She is really pretty, but her face is the same in every shot. I missed my photo op with a CL celebrity that night! Looks like it was a good time tho!  Plus, chili! Can't go wrong with chili!


----------



## tx_tuff (Jun 16, 2007)

Yeah you missed your photo op with me!



vegasgirl said:


> She is really pretty, but her face is the same in every shot. I missed my photo op with a CL celebrity that night! Looks like it was a good time tho!  Plus, chili! Can't go wrong with chili!


----------



## vegasgirl (Jul 1, 2007)

tx_tuff said:


> Yeah you missed your photo op with me!


I said "A" CL celebrity.
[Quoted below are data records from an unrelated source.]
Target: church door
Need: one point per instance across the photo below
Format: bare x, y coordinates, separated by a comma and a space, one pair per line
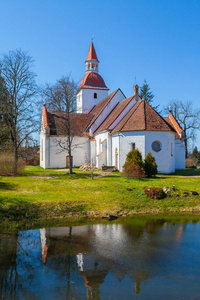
67, 161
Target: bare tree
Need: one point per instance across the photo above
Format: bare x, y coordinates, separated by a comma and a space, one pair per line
61, 97
16, 68
188, 118
4, 133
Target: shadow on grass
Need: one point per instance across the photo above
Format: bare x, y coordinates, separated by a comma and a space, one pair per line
7, 186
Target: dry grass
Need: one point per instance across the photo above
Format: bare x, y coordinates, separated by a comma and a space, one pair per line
7, 165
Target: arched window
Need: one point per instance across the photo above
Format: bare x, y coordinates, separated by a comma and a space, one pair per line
156, 146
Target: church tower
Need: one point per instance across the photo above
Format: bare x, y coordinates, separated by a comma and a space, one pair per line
92, 88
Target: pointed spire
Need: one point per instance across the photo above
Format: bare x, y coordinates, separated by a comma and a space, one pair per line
92, 53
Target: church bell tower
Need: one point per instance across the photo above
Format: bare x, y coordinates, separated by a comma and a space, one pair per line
92, 88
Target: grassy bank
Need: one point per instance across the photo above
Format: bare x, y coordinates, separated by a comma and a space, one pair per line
47, 194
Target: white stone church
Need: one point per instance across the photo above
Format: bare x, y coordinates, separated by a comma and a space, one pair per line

Not "THE" CL celebrity.


----------



## samsgrl28 (Jul 11, 2007)

genettim said:


> Well, not to steal any of your thunder, Abel, but I wanted to put up some of my own shots from Saturday night... heck, If I remember correctly, you actually took a couple of these yourself! Ooh, and look - I even managed to get you in the third one!
> 
> For anyone who missed this, it was a BLAST! I can't say enough good things about everybody I met there, and how fantastic it was to finally be able to match faces with all the names. It may have been a long drive each way, but I'd do it again in a heartbeat.
> 
> ...


It was great that you were able to join us and it was nice meeting you'll. Til next time.


----------